Am Sonntag steht in Köln der 56. Preis von Europa auf der Karte (zum Langzeitmarkt). Leider wird das Weidenpescher Saison-Highlight wohl nur fünf Pferde am Start sehen. Darunter der Vorjahressieger Windstoß aus dem Quartier von Markus Klug. Der Shirocco-Sohn ist einer der Stars der hiesigen Galopper-Szene und wird sicherlich am Sonntag unter Adrie de Vries viel Anhang finden.

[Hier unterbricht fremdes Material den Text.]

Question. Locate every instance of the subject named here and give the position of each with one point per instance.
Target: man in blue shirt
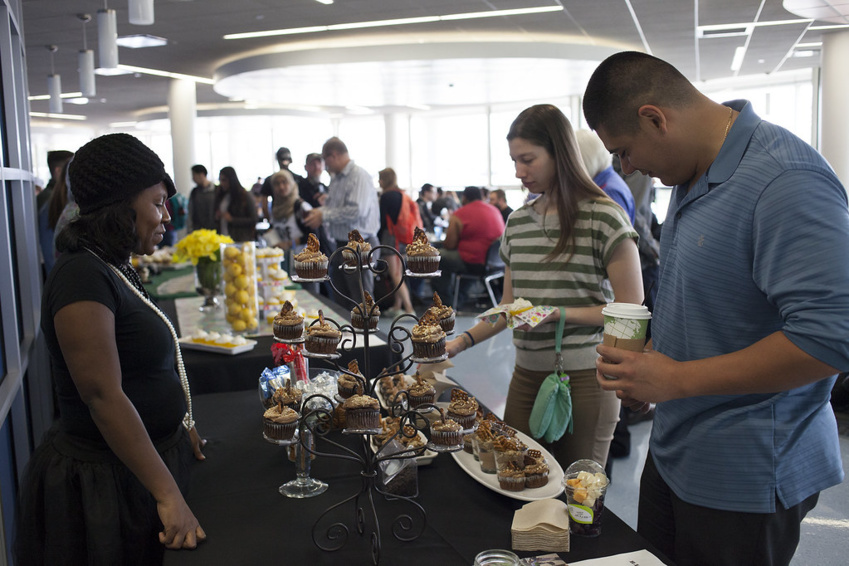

Ein anderer Top-Star in diesem Rennen ist auf zwei Beinen unterwegs. 2018 ist sein Jahr, mittlerweile gehört er zu den besten Jockeys hier in Europa und könnte die Szene in den nächsten Jahren durchaus mitbestimmen. Oisin Murphy, 23-jähriger Jockey, geboren im irischen Killarney im County Kerry, wird nach Köln kommen. Einmal mehr steigt er für Sarah Steinberg und den Stall Salzburg in den Sattel. Er reitet Night Music, mit der er in Mailand bereits den Gran Premio di Milano der Gruppe II gewinnen konnte. Murphy, der während der Großen Woche mit Quest the Moon das Zukunftsrennen gewann, siegte am vergangenen Wochenende mit Roaring Lion in den Irish Champion Stakes (Gr. I). Mit dem von John Gosden trainierten Kitten’s Joy-Sohn triumphiere er darüber hinaus in den beide zur Gruppe I zählenden Coral Eclipse Stakes und im Juddmonte International. Mit The Tin Man gewann er zudem die Sprint Cup Stakes der Gruppe I. Murphy wird am Sonntag zudem Clearly, die ebenfalls von Sarah Steinberg für den Stall Salzburg trainiert wird, im Listenrennen steuern.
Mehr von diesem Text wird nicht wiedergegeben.